I was stationed at Guantanamo Bay, Cuba (GTMO) from 14 February 2003 to 22 November 2003. At the time I was assigned to/working for the Interrogation Control Element (ICE) as the NCOIC of the Gulf States Team and later an interrogator for the Special Projects Team.
During the course of the interview I was asked about what I knew about detainee abuse at Guantanamo. I was specifically asked about the following acts: Inappropriate use of military working dogs, inappropriate use of duct tape, impersonation of or interference with FBI agents, inappropriate use of loud music and/or yelling, sleep deprivation, short-shackling, inappropriate use of extreme temperatures during interrogation, and inappropriate use of sexual tension as an interrogation technique, to include lap dances and simulated menstrual fluids.

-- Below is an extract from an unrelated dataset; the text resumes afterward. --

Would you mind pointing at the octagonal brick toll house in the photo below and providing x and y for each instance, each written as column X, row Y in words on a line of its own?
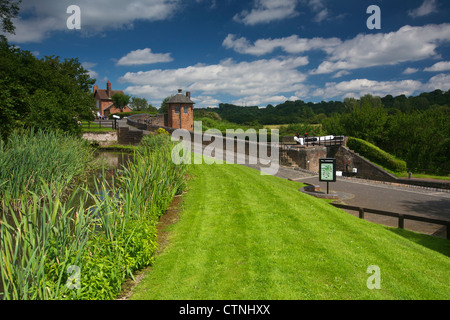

I have personal knowledge of the following:
I graduated from the 97E course at Fort Huachuca in 1992. Prior to deploying to JTF-GTMO, I completed a three-week "refresher course" at Fort Huachuca called "Tiger Team University." Tiger Team University was split into two phases. The first phase, which was one week long, provided an overview of the Arabic culture and the Islamic terrorist network. The second phase, which lasted two weeks, was intended to provided [sic] the interrogators with specific scenarios and reinforce the approaches that were both approved and successful JTF-GTMO. Several of the instructors at Tiger Team University had personal experience interrogating detainees at JTF-GTMO.
I heard about the use of female interrogators encroaching on a detainee's personal space while attending Tiger Team University. A former JTF-GTMO instructor described how a "SGT [REDACTED] used her gender, being female, as an asset during interrogation sessions with a high value detainee. The instructor described how [REDACTED] touched a detainee in the shoulder and knee, leaned in close to the detainee's face, and whispered comments or questions in his ear.
I am aware of an interrogator impersonating an FBI agent. [REDACTED]
Yelling and loud music were both utilized in interrogations. [REDACTED] I wouldn't characterize the music as "loud." There was a policy that music used in interrogations couldn't hurt the detainee's hears [sic]. Yelling was a technique used in implementing the "Fear Up Harsh" approach. The use of yelling was taught during the basic 97E course at Fort Huachuca.
I did not observe sleep deprivation used by interrogators. When I first arrived in GTMO, the standing rule was a detainee couldn't be interrogated for "more than 20 hours in a row." MG [text ends abruptly here] (Enclosures to the Schmidt-Furlow Report (Part 1), p. 843).